”Kimse müzakerelerin kolay geçmesini beklemiyor”
Kıbrıs Rum Yönetimi Dışişleri Bakanı Kipriyanu, Atina Haber Ajansı'na demeç verdi
ATİNA - Kıbrıs Rum Yönetimi Dışişleri Bakanı Markos Kipriyanu, "hiç kimsenin Kıbrıs müzakerelerinin kolay geçmesini beklemediğini" belirtti.
Salı günü Atina'ya bir çalışma ziyareti yapması beklenen Kipriyanu, Atina Haber Ajansı'na demeç verdi. Kıbrıs'ta tarafların tezleri arasında farklılıklar olduğunu belirten Kipriyanu, Rum Yönetimi Lideri Dimitris Hristofyas ile KKTC Cumhurbaşkanı Mehmet Ali Talat'ın çözüm için ortak zemin oluşturan, BM Güvenlik Konseyi kararlarında belirtildiği gibi, siyasi eşitlik temelinde, tek egemenlik, tek uluslararası kimlik, tek vatandaşlık çerçevesinde iki bölgeli, iki toplumlu bir federasyon üzerinde anlaşmaya vardıklarını kaydetti.
Kipriyanu, "Rum tarafının, anlaşmaya varılan bu ortak zemin üzerinde, tüm Kıbrıslıların yani Kıbrıslı Rumlar ve Kıbrıslı Türklerin çıkarlarına hizmet edecek kalıcı ve işleyebilir bir çözüme ulaşılması için, iyi niyet ve kararlıkla müzakereler katıldığını" ifade etti.
Türk tarafının zaman zaman bu ortak zemin konusunda şüphe yaratabilecek resmi açıklamalarda bulunduğunu öne süren Kipriyanu, "Buna rağmen Türk tarafının da müzakere masasında aynı iyi niyeti göstererek, üçüncü ülkelerin değil, Kıbrıs halkının yararına dürüst bir müzakereye hazır olacağını ümit ediyoruz. Şu anda iki tarafın yaklaşımları arasında görülen farklılıklar sadece bu koşullar altında giderilebilir ve müzakereler olumlu bir sonuca varır" dedi.
Tarafların görüşleri arasındaki farklılıkların müzakere konusu olduklarını ve açıkça tartışmasının bilgece olmayacağına inandığını da kaydeden Kipriyanu, sözlerini şöyle sürdürdü:
" Başlıca hedefimiz, Kıbrıs sorununun çözümünün, BM çerçevesinde kalmasına rağmen, Kıbrıslılara ait olması. Hedefimiz, hep varacakları çözüm ile ortak bir vatanda kendileri yaşayacak olan Kıbrıslıların kendi aralarında anlaştıkları bir çözüme varmasıydı ve halen de öyle.
Ayrıca garantörlük, yerleşimciler ve Türk askerinin Ada;dan ayrılması doğrudan Türkiye'yle ilgilidir.
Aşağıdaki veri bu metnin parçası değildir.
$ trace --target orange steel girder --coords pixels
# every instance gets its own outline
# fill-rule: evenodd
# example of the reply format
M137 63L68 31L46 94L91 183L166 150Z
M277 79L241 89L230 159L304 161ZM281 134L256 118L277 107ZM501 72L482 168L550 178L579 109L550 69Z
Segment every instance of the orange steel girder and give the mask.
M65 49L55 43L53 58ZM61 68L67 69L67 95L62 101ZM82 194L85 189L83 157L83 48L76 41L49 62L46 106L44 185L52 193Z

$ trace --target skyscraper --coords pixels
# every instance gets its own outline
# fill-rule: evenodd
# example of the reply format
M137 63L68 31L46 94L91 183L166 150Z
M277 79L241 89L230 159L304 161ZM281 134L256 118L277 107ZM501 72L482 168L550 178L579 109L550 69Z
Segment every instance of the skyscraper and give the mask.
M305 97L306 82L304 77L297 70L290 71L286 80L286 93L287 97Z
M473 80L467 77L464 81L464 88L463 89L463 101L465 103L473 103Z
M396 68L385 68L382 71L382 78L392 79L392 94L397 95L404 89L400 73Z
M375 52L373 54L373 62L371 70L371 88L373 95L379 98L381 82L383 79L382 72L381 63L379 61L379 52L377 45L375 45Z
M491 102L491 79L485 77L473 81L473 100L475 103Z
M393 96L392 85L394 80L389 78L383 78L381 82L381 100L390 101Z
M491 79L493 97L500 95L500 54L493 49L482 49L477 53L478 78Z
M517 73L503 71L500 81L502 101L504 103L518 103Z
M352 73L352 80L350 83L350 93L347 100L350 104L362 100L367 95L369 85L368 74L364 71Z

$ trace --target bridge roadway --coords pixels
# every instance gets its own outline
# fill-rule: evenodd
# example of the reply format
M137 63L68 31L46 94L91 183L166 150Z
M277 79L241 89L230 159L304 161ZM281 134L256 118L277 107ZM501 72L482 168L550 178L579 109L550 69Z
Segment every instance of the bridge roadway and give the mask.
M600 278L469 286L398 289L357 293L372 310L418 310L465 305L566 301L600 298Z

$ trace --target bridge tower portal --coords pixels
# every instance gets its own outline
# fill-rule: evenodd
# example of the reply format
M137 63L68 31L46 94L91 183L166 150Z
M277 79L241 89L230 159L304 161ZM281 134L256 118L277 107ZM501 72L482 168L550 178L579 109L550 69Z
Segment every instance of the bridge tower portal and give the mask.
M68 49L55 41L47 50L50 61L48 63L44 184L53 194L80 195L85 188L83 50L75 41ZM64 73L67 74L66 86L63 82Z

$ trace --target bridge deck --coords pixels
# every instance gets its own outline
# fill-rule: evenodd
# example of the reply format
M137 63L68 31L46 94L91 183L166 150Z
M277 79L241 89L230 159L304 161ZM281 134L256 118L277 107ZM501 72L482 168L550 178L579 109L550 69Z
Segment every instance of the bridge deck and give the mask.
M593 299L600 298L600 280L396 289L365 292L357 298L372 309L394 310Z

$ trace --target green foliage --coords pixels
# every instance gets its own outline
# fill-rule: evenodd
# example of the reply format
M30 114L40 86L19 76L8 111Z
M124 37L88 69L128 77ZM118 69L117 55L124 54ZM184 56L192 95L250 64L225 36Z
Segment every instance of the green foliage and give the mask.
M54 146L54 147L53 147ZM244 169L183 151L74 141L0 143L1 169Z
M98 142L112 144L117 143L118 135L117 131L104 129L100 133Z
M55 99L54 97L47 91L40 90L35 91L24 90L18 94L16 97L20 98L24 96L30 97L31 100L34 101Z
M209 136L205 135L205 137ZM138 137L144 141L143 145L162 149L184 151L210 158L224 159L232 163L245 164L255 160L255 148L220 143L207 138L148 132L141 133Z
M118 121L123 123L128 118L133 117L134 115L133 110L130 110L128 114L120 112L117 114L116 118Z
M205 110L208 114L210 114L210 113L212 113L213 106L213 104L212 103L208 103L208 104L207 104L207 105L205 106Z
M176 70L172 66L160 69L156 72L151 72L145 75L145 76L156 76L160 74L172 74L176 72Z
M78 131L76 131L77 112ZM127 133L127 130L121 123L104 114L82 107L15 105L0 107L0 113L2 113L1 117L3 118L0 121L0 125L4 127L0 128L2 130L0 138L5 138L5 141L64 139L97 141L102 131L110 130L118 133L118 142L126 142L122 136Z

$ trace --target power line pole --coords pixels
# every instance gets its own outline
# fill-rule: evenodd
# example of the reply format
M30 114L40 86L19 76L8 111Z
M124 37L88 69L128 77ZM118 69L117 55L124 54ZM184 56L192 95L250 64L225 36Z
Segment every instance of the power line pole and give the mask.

Bu nedenle, Türkiye;den isteğimiz, AB;ye karşı da üstlendiği yükümlülükler çerçevesinde, Kıbrıs sorununun çözüm çabalarına olumlu ve faal olarak, yapıcı bir şekilde katkıda bulunmasıdır. Ayrıca, Türkiye;den beklentimiz, çözüm konusunda, kendi çıkarlarına değil, Kıbrıslıların çıkarlarına yoğunlaşmasıdır."
Rum tarafının "bakire doğum" süreciyle iki devletli bir çözümü kabul etmesinin mümkün olmadığını da savunan Kipriyanu, federal çözümün, iki toplumun ortaklığı çerçevesinde ve her yerde olduğu gibi devletler değil yerel hükümetler tarafından yaşama geçirilecek bir federasyon oluşturulması anlamına geldiği görüşünü ifade etti.